Monday, October 4, 2010

Yelling: not all bad

Every parenting book I read starts off with the chapter that goes on at great length about the evils of poor parenting. The book I bought on yelling went on and on about why it is bad. I frankly do not understand why they are doing this. Obviously, I already figured out that bad parenting is...well...bad. Obviously, I want to change. Need proof? I bought/rented/borrowed your book and am reading it! The only reason I can come up with is that the authors are trying to strengthen readers' resolve to improve and possibly bring in some scientific studies laypeople are not aware of.

I will avoid the reason why one shouldn't yell at her kids. They are too numerous and too obvious to recount. I will only list one reason that I haven't seen in the literature so far. And this reason is as follows - yelling works only when done occasionally and only in limited circumstances. If done often, it becomes white noise, and kids no longer pay much or desired attention to it. Yes, you have heard this before, but please bare with me.

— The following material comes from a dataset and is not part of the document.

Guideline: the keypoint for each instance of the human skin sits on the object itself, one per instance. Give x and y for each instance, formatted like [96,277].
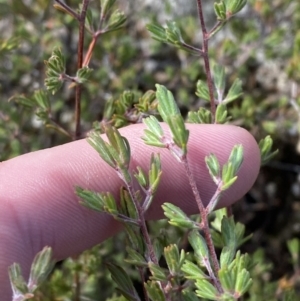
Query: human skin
[38,206]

There are situations when yelling is absolutely necessary and getting your child's attention RIGHT NOW is of utmost importance. They are the times when a child is doing something dangerous, but is out of parent's immediate reach. Putting something in the electric outlet, stepping on a broken glass, carelessly crossing the street when the car is approaching - these are examples that are coming to mind. If I freak out and break into a yelling tirade when my son pours apple juice all over the floor, even on purpose, and over other similar mischief, yelling becomes equivalent with mother trying to stop fun activity. So when he eventually reaches for a sharp or hot object, he will much less likely heed the warning, "DON'T TOUCH THAT!" no matter how loudly uttered. Ultimately, I had used up my power of a scream on things of little importance.